19 April 2012

Haddock: Chorro Grande

Los Padres National Forest

day 1 | day 2 | day 3

Locate the trailhead.

I decided to give up hoping to find someone to go backpacking with and strike out on my own. Again. I got a new backpack a while ago and still had not been able to try it out. This one is larger than the ultralight (that I got for and use as a wonderful day pack) that seemed to fill halfway with the sleeping bag and wasn't comfortable over 20 lbs. It is smaller than the cavernous bag I have that is comfortable even when far too heavy and I can't pack because there is too much room and the sleeping bag at the bottom seems to keep the compression system from working properly. Also, that old pack has no place for my Platypus. I filled up my new pack's 65 liter interior and things didn't seem to quite fit with the tent inside, so I repacked and let the tent get tucked under the top. I still go with a close cell foam pad, a cheapie in basic blue, so that gets tied onto the outside, too. They're warmer and lighter and, I find, plenty comfortable for backcountry spots.

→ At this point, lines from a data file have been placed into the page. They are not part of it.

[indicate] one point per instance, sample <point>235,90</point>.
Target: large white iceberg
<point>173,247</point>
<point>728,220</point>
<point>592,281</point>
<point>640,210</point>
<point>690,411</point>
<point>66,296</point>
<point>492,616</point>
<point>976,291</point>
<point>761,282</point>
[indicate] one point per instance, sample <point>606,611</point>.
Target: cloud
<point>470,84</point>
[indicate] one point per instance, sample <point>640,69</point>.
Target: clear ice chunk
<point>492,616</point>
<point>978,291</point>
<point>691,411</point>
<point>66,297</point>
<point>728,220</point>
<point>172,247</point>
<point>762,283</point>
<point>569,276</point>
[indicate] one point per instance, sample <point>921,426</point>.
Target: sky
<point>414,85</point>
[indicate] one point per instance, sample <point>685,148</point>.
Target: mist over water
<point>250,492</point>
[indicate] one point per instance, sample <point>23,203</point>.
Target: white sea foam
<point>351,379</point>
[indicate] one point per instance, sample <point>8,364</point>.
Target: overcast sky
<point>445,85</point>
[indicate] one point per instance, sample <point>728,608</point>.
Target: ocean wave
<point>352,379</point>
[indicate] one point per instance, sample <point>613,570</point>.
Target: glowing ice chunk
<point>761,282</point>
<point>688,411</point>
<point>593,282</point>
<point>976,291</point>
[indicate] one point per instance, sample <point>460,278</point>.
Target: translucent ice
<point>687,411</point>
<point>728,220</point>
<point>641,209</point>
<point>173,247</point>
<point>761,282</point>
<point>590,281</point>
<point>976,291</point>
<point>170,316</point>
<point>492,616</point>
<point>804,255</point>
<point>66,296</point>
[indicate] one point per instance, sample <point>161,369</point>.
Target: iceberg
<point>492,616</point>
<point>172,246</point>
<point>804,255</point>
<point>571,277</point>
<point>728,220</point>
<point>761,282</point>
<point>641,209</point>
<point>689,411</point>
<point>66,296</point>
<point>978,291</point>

The plan was to go up to Pine Mountain Ridge by Chorro Grande, over to Reyes Peak and then back to follow Reyes Peak Trail down to Gene Marshall-Piedra Blanca National Recreation Trail, then go down to Pine Mountain Lodge before turning around and returning by the ridge. I have previously hiked down from the road to the spring and then up to the peak by the use trail. Longer ago, I have hiked up Piedra Blanca with the goal of getting to somewhere past Pine Mountain Lodge for the second day, but turning back because the heat was too much and the water vanishing too quickly while we didn't know if there was any above. Instead we played in the pools of the lovely Twin Forks Campsite and hiked out. Other than that, I don't really know the area. Snow had fallen about four days before I started, so I got some Yaktrax and packed my as yet unused gaiters and made really sure to have in my hands plenty of map.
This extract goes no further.